I'll bet she's not like me, she's out and fancy free
Flirting with the boys with all her charms
But I still love her so and brother don't you know
I'd welcome her right back here in my arms

Well, there must be some way I can lose these lonesome blues
Forget about the past and find somebody new
I've thought of everything from A to Z
Oh, lonesome me

Oh, lonesome me

Well I'll bet she's not like me, she's out and fancy free
Flirting with the boys with all her charms
But I still love her so and brother don't you know
I'd welcome her right back here in my arms

Well, there must be some way I can lose these lonesome blues
Forget about the past and find somebody new
I've thought of everything from A to Z
Oh, lonesome me
Oh, lonesome me
Oh, lonesome me


The song, I see, was later covered by Johnny Cash, Ray Charles, and Johnny Tillotson. It was #51 in the top hits of 1958; oddly, #53 was Ricky Nelson's "Lonesome Town"--seems as if lonesome was an important word in 1958. I also see that a group called the Kentucky Headhunters released it again in 1990, and it soared to #8. Others who have covered it: Bing Crosby, Edyie Gorme, Connie Francis, Stonewall Jackson, Neil Young, Loretta Lynn, Sammy Davis, Jr.--quite an assortment.

I see Gibson originally recorded and released it in December 1957--and guitar legend Chet Atkins was playing, as well. It perched at #1 on the Country charts for eight consecutive weeks--and reached #7 on the general charts.

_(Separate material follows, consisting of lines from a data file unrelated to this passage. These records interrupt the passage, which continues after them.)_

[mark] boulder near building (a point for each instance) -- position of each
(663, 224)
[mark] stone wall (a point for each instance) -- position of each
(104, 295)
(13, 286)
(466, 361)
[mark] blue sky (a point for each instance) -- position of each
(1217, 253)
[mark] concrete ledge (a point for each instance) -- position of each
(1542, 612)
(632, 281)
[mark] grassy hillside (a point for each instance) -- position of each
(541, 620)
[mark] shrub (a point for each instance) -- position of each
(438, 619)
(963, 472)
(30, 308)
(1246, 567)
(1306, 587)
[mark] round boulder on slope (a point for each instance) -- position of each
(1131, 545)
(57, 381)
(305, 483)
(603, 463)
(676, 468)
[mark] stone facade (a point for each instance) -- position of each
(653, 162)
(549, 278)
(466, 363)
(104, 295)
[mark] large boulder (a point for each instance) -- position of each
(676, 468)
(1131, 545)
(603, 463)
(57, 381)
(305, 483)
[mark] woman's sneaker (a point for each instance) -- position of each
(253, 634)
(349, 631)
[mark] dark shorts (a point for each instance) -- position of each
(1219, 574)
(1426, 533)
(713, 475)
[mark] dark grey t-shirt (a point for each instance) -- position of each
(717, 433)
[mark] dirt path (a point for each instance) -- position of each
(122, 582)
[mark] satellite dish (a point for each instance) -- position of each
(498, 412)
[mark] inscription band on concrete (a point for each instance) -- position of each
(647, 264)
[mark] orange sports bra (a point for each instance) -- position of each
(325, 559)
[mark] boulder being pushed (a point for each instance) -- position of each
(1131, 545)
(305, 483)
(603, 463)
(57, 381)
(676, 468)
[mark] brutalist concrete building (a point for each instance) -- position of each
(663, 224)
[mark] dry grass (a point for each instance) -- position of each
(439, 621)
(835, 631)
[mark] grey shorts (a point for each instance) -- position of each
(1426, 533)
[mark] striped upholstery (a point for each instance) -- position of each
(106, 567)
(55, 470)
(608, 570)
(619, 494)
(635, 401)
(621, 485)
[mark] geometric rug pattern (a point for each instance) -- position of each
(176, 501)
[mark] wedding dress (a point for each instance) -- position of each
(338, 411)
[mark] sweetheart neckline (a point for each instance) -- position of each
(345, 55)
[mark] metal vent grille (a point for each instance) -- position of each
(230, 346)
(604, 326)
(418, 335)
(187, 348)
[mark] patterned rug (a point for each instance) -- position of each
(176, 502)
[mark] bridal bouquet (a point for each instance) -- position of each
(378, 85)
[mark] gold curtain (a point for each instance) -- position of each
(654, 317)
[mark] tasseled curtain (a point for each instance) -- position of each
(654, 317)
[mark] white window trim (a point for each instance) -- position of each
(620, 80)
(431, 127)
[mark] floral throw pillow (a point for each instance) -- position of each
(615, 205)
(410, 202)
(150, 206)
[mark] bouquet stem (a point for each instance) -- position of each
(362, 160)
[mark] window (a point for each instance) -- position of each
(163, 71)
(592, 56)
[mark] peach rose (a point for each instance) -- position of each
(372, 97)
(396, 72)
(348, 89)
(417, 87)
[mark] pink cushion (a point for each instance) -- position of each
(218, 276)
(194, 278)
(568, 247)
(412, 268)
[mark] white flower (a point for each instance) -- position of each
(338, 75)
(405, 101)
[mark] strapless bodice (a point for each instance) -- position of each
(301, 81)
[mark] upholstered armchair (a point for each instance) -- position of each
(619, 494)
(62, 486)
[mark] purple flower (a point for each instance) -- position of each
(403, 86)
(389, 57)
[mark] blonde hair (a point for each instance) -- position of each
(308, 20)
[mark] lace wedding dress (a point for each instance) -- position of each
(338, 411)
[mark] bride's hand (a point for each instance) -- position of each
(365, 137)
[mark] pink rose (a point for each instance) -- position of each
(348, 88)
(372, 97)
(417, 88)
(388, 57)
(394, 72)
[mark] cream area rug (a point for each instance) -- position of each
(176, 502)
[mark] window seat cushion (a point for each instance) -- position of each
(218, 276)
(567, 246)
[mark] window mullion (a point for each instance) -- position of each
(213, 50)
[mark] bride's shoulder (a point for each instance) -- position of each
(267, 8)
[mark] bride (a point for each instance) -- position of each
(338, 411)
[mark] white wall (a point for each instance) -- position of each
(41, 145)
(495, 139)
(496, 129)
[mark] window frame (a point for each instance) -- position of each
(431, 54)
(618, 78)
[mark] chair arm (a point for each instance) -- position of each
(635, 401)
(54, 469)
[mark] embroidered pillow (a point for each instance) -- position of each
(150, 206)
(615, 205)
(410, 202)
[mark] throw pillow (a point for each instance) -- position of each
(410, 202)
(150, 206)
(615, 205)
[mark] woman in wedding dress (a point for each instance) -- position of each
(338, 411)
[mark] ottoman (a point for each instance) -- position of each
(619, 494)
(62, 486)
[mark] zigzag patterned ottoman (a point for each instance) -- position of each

In December 1957, I was in eighth grade (a grade level I would later teach for decades) and was having "Lonesome Me" feelings pretty much all of the time--as many eighth graders do. Yes, I had a girlfriend, but I was clueless about how to act and behave with her. (Sixty years later I haven't improved all that much!)

I was in my daffiest of years--certain that I would play both professional basketball and baseball (I played neither)--certain that public school years would never end (they did)--certain that if I couldn't be a professional athlete, well cowboy would do (that didn't work out, either). I also thought that my parents just didn't get it (they did).

So ... I remember "Oh Lonesome Me" on the radio, at sockhops. I remember liking it. Thinking it was relevant. Moving.

And I never would have suspected that sixty years after its release, I, age 73, would snap awake early one balmy (!) January morning and hear Don Gibson's voice, hear those guitar riffs, mouth those lyrics. And flash back to the Hiram Local Schools, 1957-58, where everything was possible, where fame and health and immortality were certain.